Nation & World

Educational merits of TV

3 min read

‘Law & Order: SVU’ exec returns to Harvard with story to tell

Television still has the ability to teach as well as entertain, a Hollywood insider says, because compelling storytelling provides a riveting way to help educate viewers.

Neal Baer, Ed.M.’79, executive producer of “Law & Order: Special Victims Unit,” a network television crime drama that often mirrors criminal cases from the real world, returned to the Harvard Graduate School of Education (HGSE) on Oct. 5 to explain how his hit series is an effective learning tool.

Speaking to a crowd of students and faculty at Longfellow Hall about the importance of compelling storytelling, Baer said, “Stories are the currency of our lives. They are the measures of our days. We are nothing without our stories because stories encapsulate our fears, our failures, our dreams, and our desires.”

Effective television stories, he said, can “offer the viewer a template to reflect on his or her own life experiences,” as well as provide important educational information.
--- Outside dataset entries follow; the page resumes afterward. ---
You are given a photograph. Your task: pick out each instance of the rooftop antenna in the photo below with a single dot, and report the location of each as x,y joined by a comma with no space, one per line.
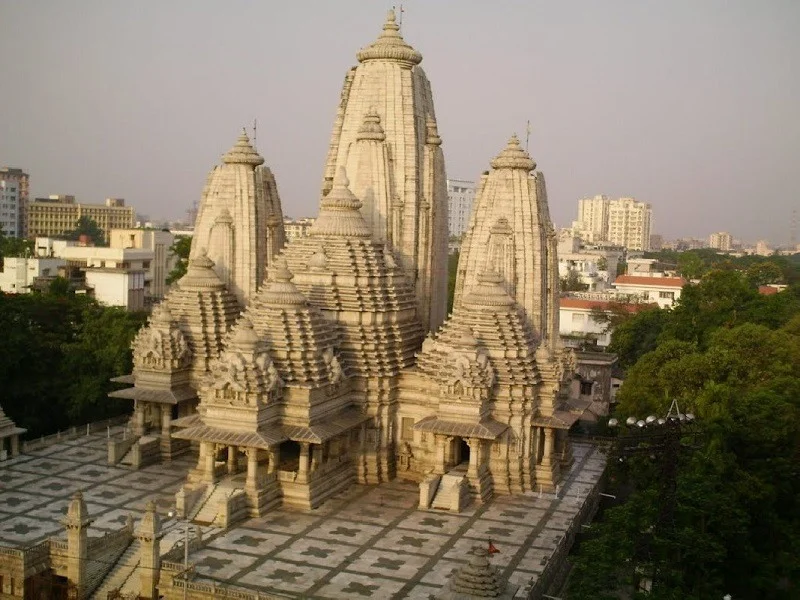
527,134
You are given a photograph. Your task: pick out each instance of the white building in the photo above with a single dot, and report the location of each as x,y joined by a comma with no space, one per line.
460,196
663,291
592,223
629,223
157,241
9,208
18,274
116,276
721,241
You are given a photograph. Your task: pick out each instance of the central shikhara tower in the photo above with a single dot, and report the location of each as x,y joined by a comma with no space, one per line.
298,370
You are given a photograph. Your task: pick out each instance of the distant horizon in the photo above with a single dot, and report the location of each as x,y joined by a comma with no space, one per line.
663,103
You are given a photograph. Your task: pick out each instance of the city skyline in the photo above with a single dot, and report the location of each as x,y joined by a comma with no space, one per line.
667,104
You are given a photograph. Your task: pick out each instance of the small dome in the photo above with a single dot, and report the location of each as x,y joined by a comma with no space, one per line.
513,157
339,214
243,152
371,128
488,292
390,45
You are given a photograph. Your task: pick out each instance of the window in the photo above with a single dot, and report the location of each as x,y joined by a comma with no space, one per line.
407,428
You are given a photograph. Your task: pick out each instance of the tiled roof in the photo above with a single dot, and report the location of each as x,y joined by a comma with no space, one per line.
654,281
Television dramas lend themselves particularly well to storytelling, Baer noted, because they reflect viewers’ own daily struggles and “dramatize the messiness and conflict inherent in social issues through the TV characters’ beliefs and actions.”

Previous lecturers included Gary Knell, president and chief executive of Sesame Workshop, and Michael Flaherty, president and co-founder of Walden Media, the company known for its film versions of children’s classics such as “The Lion, the Witch and the Wardrobe” and “Charlotte’s Web.”  The discussion was part of the School’s annual Askwith Forum lecture series.

Showing clips from his popular crime drama, Baer discussed how the show’s themes often involve ethical dilemmas drawn from everyday life. By examining complex issues such as abortion, prison torture, and child immunization in compelling ways through sympathetic characters, Baer said, his stories often have the power to educate and inform better than simple statistics might.

“Fifteen million AIDS orphans, that [number] is hard to grapple with. But when you hear a story … stories move us,” he said. “Nothing is more liberating than telling a story, Baer added. “If it is honest, people will listen.”

While working on the doctor drama “ER,” Baer and the Kaiser Family Foundation, a private, nonprofit group that focuses on health care, polled random viewers in 2000 before and after an episode aired on the human papillomavirus. The study – an effort to determine whether viewers picked up on any of the factual elements in the show – revealed that before it aired only 19 percent of those surveyed knew the virus was directly associated with cervical cancer. Following the episode, the statistic had risen to 60 percent.

Baer also showed a moving clip from the recent documentary “Mozambique,” made by a young African AIDS orphan. Baer, working with a project to have AIDS orphans tell their own stories, helped equip the teen with a camera and basic editing and producing skills. The 16-year-old’s film won critical acclaim and appeared in several film festivals.

“I am convinced that telling one’s own story is empowering,” said Baer. “It means you matter.”

During his talk, the producer, who also holds degrees from Harvard Medical School (’96) and Harvard’s Graduate School of Arts and Sciences (’82), acknowledged one of his HGSE mentors in attendance.

Her classes “were about telling stories, stories, stories, and the power that stories have,” he said, motioning to Sara Lawrence-Lightfoot, Emily Hargroves Fisher Professor of Education, who was seated in the front row. “Thank you, Sarah.”